II paradosso produttività-occupazione. Nei Paesi europei con lo stesso grado di sviluppo si rileva una correlazione negativa tra produttività oraria e numero di ore lavorate pro capite. Ciò implica dei trade-off che si possono illustrare così: i Paesi con bassa produttività la compensano con più ore lavorate e/o più alti tassi di occupazione; i Paesi non riescono a migliorare l'occupazione senza diminuire la produttività; i Paesi con produttività maggiore o eguale a quella statunitense hanno una parte della loro forza lavoro disoccupata comparativamente agli Stati Uniti e ciò significa che lasciano disoccupati i lavoratori a bassa produttività; nella UE c'è una alta produttività del lavoro distorta da un alto rapporto capitale/lavoro e da disoccupazione. A questo paradosso si sottraggono solo alcuni Paesi europei ad alta produttività ed occupazione. Ma, in generale, la differenza è che negli Stati Uniti la crescita è spinta dall'aumento sia nella produttività che nelle ore lavorate pro capite per l'aumento del tasso di occupazione.

Conclusioni

Sembra che alla presentazione del Rapporto, alcuni Commissari UE abbiano reagito con critiche mentre il presidente Prodi sia stato neutrale.

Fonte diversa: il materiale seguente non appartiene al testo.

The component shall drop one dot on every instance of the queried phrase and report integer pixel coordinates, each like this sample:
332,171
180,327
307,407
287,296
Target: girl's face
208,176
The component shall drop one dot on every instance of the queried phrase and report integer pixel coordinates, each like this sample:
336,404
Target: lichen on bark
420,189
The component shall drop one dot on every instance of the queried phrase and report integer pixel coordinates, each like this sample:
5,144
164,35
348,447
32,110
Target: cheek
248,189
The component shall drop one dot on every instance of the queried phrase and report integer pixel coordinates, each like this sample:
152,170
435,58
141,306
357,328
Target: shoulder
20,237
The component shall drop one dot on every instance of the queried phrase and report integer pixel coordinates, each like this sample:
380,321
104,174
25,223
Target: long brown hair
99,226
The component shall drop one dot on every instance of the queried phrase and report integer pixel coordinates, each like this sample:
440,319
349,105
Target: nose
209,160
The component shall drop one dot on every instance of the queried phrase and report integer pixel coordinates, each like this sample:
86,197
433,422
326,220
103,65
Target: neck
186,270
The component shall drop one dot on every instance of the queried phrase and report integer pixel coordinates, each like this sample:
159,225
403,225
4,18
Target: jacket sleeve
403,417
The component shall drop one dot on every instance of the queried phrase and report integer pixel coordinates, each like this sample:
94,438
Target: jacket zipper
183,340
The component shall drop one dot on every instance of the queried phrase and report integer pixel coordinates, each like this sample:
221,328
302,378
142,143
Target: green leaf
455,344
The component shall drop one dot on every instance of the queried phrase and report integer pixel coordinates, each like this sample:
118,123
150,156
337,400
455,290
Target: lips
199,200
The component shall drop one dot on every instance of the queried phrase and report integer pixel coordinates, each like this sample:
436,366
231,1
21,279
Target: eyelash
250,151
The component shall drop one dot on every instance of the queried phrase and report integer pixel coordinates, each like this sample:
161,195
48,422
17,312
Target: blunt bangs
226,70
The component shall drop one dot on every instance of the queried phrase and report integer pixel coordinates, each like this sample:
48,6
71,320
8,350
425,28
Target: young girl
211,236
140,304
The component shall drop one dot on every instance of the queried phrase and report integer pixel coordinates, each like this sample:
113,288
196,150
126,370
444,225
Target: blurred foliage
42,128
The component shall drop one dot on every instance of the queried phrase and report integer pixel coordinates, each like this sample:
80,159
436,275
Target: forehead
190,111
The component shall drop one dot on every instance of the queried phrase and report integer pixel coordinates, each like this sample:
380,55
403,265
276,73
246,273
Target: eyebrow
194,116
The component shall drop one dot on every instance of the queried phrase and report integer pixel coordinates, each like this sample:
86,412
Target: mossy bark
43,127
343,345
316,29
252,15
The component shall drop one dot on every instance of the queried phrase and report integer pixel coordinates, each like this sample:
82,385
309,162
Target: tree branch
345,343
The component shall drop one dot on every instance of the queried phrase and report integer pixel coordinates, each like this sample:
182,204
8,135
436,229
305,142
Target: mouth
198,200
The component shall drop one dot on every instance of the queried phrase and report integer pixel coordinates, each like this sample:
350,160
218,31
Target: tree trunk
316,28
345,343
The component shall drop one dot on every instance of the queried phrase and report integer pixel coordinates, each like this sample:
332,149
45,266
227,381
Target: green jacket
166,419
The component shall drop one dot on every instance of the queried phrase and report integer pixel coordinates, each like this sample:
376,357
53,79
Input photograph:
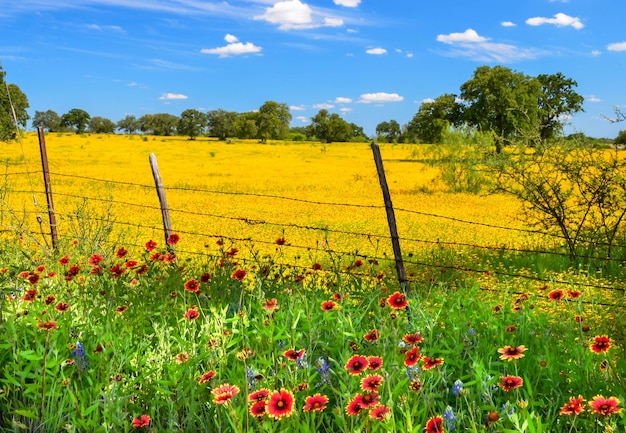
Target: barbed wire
352,205
328,230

Tra le altre, sembra che critiche siano venute anche sulla ristrutturazione del bilancio della UE che il Rapporto propone di suddividere in tre fondi (per la crescita, per la convergenza, per la ristrutturazione) con un drastico dimensionamento della Pac. Per quanto riguarda le entrate si propone di ridurre i contributi nazionali a favore quelli a scala europea. Entrambe le proposte sono importanti ma molto urteranno gli Stati membri oggi beneficiati dalla Pac e dai fondi strutturali, anche per le loro cosiddette regioni povere. Si potrebbe profilare dunqUE uno scontro tra le logiche delle convenienze intergovernative (o addirittura intra-governative, dentro gli Stati membri) che verrebbero indebolite dalla nuova logica del bilancio UE e da entrate UE su fonti europeizzate e non su contribuzioni nazionali.

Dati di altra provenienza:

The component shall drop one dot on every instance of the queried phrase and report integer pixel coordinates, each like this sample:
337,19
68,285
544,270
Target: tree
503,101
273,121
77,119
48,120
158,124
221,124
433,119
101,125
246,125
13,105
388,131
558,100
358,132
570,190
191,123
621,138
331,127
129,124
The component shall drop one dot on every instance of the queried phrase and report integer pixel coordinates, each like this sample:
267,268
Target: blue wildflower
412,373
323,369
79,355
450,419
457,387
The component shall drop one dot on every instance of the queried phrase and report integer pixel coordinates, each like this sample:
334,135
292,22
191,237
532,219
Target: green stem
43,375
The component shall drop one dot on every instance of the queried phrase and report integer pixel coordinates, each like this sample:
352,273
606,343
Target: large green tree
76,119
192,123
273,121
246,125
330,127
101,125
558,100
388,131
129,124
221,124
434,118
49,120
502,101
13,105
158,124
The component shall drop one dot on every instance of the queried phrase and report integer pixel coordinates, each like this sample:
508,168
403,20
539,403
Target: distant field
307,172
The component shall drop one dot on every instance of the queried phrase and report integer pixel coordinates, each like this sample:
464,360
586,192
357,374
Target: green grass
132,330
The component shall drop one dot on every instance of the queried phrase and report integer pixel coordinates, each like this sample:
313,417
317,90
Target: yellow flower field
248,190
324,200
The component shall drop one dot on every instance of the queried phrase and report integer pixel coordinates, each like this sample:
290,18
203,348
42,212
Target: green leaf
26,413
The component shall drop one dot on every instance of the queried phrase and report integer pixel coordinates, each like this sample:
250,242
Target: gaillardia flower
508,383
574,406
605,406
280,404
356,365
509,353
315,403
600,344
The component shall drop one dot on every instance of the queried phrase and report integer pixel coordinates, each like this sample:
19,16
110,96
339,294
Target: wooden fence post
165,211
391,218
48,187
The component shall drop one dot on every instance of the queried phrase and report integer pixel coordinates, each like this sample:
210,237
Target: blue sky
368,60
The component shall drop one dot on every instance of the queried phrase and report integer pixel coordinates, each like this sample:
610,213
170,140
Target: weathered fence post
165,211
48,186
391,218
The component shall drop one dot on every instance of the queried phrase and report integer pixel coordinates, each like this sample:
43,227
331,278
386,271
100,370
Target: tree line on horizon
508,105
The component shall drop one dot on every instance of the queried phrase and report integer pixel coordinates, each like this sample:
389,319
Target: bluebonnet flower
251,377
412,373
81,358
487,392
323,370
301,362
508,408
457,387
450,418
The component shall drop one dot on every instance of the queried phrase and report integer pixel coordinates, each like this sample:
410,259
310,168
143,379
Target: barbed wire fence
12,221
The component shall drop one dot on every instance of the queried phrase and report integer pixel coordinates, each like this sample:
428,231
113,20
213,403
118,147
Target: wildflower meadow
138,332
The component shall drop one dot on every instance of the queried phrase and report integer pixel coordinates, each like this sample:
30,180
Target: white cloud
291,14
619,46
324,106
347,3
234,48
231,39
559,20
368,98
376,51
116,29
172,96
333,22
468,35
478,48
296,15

Ma anche per questo, e salvo prova contraria, noi crediamo che questo Rapporto segni un punto di svolta nella analisi e nelle proposte per superare, in linea con l'Agenda di Lisbona, la sindrome della bassa crescita UE. Si apre adesso un nuovo problema : come coordinare questo pregevole studio, e altri, con la proposta di Costituzione? L'idea di non considerarlo a tali fini non ci parrebbe buona anche perché la proposta di Costituzione ci sembra che dovrebbe essere più chiara e incisiva su alcuni altri grandi principi della eurodemocrazia quali la sussidiarietà, la solidarietà, lo sviluppo che anche noi abbiamo analizzato a lungo nel contesto della trilogia di crescita, costruzione e costituzione delle UE.